Facies and Petrophysical Analysis and Modelling of Sandstone Layers: An Evaluation of the Komso Field
Author
Adu, Stephanie Otema
Term
4. term
Education
Publication year
2011
Submitted on
2011-06-06
Pages
114
Abstract
Denne undersøgelse af Komso-feltet i den vest-sibiriske bassin bygger på data fra seks brønde. Formålet var at opdele undergrunden i zoner, der adskiller reservoirbjergart (klippe der kan lagre og lede olie og gas) fra ikke‑reservoir. Vi sammenlignede brøndlogs på tværs af brøndene (multi‑brønd korrelation), identificerede olie- og gasførende lag, analyserede deres facies (bjergarts‑kendetegn, der afspejler dannelsesmiljø), og udviklede 3D‑modeller af disse egenskaber. Med softwaret Interactive Petrophysics blev der identificeret ca. 25 lag, hvoraf de fleste kan spores på tværs af alle seks brønde. Faciesanalysen af sandstensintervallerne viser en vekslen mellem transgressive og regressive sandbarer. Lokalt ses afvigelser i form af mundingsbarer, brydende strømme og deltaer. Vi brugte Petrel til at opbygge faciesmodeller og modellere petrofysiske parametre—lervolumen (andel af klippen der består af ler), porøsitet (andel poreplads), permeabilitet (væskers strømnings‑evne, målt i millidarcy, mD) og vand‑/kulbrintemætning (hvor stor del af porepladsen er fyldt med vand versus olie eller gas). På tværs af lagene er lervolumen under 0,2. Porøsiteten varierer fra 5,9% til 51,6%; da porøsitet i praksis sjældent overstiger ca. 33,3%, er de højeste værdier sandsynlige overestimeringer. Permeabiliteten spænder fra 1 til 15 mD. I de fleste lag i hver brønd er kulbrintemætningen over 55%. Samlet set peger resultaterne på, at feltet er oliemættet.
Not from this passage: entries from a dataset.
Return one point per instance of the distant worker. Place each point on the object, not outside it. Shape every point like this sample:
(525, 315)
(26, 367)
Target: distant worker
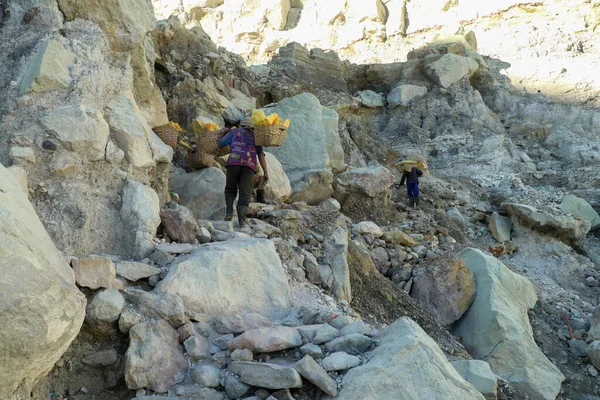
(411, 174)
(242, 166)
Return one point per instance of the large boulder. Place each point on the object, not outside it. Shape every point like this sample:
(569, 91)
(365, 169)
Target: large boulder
(305, 154)
(278, 188)
(372, 181)
(133, 135)
(445, 287)
(407, 364)
(79, 129)
(451, 68)
(124, 22)
(405, 95)
(496, 328)
(237, 276)
(200, 191)
(41, 309)
(565, 228)
(49, 69)
(140, 214)
(154, 359)
(577, 206)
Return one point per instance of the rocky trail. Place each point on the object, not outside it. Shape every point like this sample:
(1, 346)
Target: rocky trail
(119, 279)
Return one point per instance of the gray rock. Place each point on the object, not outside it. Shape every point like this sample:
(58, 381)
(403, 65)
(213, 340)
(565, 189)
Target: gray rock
(309, 171)
(175, 248)
(95, 273)
(408, 364)
(577, 206)
(234, 388)
(325, 334)
(373, 181)
(566, 228)
(451, 68)
(79, 129)
(154, 359)
(197, 392)
(203, 235)
(221, 341)
(100, 358)
(446, 287)
(340, 361)
(370, 99)
(405, 95)
(134, 271)
(125, 23)
(106, 306)
(208, 280)
(500, 227)
(200, 191)
(265, 340)
(579, 347)
(354, 344)
(161, 258)
(265, 375)
(49, 68)
(355, 327)
(157, 305)
(367, 227)
(496, 327)
(242, 355)
(197, 347)
(312, 350)
(240, 323)
(315, 374)
(593, 352)
(479, 374)
(330, 205)
(206, 376)
(140, 214)
(340, 321)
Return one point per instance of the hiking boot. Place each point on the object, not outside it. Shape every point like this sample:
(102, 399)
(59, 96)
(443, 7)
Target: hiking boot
(229, 208)
(260, 196)
(242, 211)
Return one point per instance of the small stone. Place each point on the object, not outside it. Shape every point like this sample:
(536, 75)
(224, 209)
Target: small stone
(234, 387)
(196, 347)
(161, 258)
(203, 235)
(352, 344)
(206, 375)
(100, 358)
(242, 355)
(49, 145)
(312, 350)
(325, 333)
(340, 361)
(221, 341)
(175, 248)
(315, 374)
(94, 273)
(340, 321)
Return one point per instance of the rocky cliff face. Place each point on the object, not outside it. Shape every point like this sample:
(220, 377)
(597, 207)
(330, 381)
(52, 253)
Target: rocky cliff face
(499, 100)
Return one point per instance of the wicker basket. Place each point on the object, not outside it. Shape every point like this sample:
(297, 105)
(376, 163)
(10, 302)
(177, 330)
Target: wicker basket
(209, 143)
(168, 134)
(199, 159)
(272, 135)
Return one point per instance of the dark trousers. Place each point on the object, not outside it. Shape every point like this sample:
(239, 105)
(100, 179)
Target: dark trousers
(242, 179)
(413, 189)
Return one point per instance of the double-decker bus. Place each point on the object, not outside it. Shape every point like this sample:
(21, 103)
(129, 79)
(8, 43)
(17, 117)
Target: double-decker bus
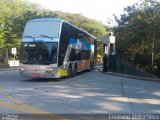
(53, 48)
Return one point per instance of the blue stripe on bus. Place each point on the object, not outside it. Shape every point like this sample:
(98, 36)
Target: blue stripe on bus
(87, 45)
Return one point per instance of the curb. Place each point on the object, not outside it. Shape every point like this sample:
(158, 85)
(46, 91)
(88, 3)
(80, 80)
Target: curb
(130, 76)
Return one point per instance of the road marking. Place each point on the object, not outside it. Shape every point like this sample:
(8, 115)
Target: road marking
(19, 106)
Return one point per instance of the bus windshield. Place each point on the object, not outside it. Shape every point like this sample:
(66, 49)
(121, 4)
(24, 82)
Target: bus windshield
(36, 29)
(41, 53)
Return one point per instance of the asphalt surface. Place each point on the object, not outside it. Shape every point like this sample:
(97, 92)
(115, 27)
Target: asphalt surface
(87, 93)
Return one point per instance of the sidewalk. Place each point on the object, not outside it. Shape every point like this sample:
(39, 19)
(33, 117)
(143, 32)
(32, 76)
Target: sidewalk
(100, 69)
(9, 69)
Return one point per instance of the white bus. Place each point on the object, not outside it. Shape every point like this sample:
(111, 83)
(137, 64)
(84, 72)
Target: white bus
(53, 48)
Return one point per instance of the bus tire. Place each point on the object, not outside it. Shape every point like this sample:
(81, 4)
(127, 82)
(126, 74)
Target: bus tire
(69, 71)
(75, 70)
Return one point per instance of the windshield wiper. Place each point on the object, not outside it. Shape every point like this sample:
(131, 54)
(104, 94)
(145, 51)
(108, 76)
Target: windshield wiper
(46, 36)
(30, 37)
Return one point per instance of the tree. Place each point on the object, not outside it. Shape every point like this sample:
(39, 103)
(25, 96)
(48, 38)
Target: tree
(138, 33)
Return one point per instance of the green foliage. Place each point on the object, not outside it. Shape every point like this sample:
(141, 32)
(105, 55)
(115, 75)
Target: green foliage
(138, 33)
(15, 13)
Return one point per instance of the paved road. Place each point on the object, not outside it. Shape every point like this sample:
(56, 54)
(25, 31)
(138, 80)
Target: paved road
(89, 92)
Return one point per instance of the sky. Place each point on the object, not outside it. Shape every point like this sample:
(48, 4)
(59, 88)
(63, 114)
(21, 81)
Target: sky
(100, 10)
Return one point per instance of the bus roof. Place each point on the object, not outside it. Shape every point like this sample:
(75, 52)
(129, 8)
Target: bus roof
(58, 20)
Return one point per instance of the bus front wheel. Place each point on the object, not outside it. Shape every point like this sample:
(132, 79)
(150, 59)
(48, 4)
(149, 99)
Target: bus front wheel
(75, 70)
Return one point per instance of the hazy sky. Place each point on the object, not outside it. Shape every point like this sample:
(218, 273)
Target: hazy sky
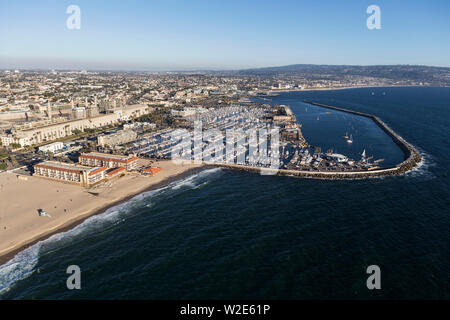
(221, 34)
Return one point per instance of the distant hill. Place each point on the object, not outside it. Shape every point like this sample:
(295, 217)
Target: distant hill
(434, 75)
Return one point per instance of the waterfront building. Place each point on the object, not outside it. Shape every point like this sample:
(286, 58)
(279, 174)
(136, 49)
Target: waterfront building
(71, 173)
(121, 137)
(52, 147)
(36, 132)
(94, 159)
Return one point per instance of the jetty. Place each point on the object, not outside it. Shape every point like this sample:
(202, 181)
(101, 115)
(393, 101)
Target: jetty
(412, 157)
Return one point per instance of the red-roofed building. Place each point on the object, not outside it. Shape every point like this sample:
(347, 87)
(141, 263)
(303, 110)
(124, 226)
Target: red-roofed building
(95, 159)
(71, 173)
(151, 171)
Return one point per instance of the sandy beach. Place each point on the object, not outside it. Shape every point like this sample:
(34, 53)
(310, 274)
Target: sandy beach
(68, 205)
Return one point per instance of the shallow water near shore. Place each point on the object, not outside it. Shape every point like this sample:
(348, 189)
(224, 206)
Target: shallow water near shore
(231, 234)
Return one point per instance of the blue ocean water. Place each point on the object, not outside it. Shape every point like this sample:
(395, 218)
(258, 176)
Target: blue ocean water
(230, 234)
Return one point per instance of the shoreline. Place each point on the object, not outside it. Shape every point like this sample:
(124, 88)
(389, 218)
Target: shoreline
(10, 254)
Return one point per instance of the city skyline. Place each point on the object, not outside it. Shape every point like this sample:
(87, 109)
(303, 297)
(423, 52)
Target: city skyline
(177, 36)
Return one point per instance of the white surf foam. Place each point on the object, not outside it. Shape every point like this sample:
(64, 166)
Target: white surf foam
(23, 264)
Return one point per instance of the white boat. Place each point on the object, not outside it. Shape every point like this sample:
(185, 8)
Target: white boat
(350, 140)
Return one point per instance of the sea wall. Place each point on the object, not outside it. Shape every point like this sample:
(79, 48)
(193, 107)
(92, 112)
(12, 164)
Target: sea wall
(411, 157)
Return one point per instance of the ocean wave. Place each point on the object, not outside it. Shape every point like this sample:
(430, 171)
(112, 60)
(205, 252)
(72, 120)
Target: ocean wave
(22, 265)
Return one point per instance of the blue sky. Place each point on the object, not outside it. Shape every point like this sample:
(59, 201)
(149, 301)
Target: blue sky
(225, 34)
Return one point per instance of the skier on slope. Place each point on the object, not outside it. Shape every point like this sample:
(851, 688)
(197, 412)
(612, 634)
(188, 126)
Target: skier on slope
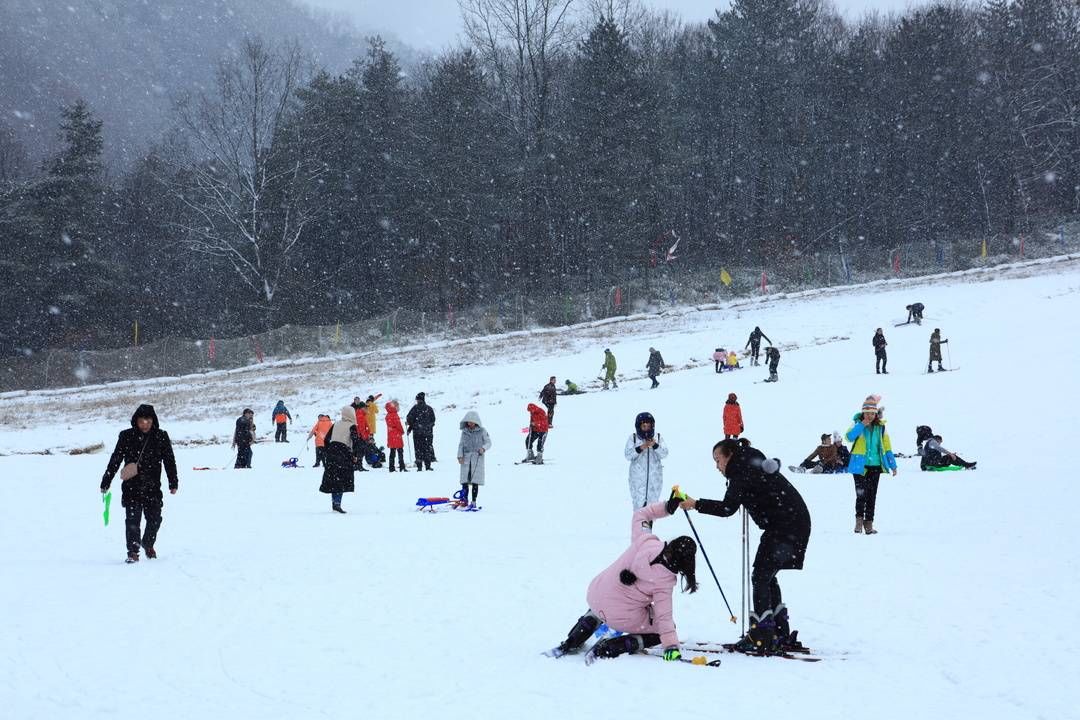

This study examines the Komso Field in the West Siberian Basin using data from six wells. The goal was to divide the subsurface into zones that distinguish reservoir rock (rock that can store and transmit oil and gas) from non‑reservoir rock. We compared well logs across the wells (multi‑well correlation), identified oil‑ and gas‑bearing layers, analyzed their facies (rock characteristics that reflect how and where they formed), and built 3D models of these features. Using the Interactive Petrophysics software, we identified about 25 layers, most of which can be traced across all six wells. Facies analysis of the sandstone intervals shows an alternation between transgressive and regressive sand bars. Locally, deviations appear as mouth bars, breaking currents, and deltas. We used Petrel to create facies models and to model petrophysical parameters—clay volume (fraction of rock made of clay), porosity (percentage of pore space), permeability (ability of fluids to flow, measured in millidarcy, mD), and water/hydrocarbon saturation (how much of the pore space is filled with water versus oil or gas). Across the layers, clay volume is less than 0.2. Porosity ranges from 5.9% to 51.6%; because porosity in practice rarely exceeds about 33.3%, the highest values are likely overestimates. Permeability ranges from 1 to 15 mD. In most layers in each well, hydrocarbon saturation exceeds 55%. Taken together, these results indicate the field is oil‑saturated.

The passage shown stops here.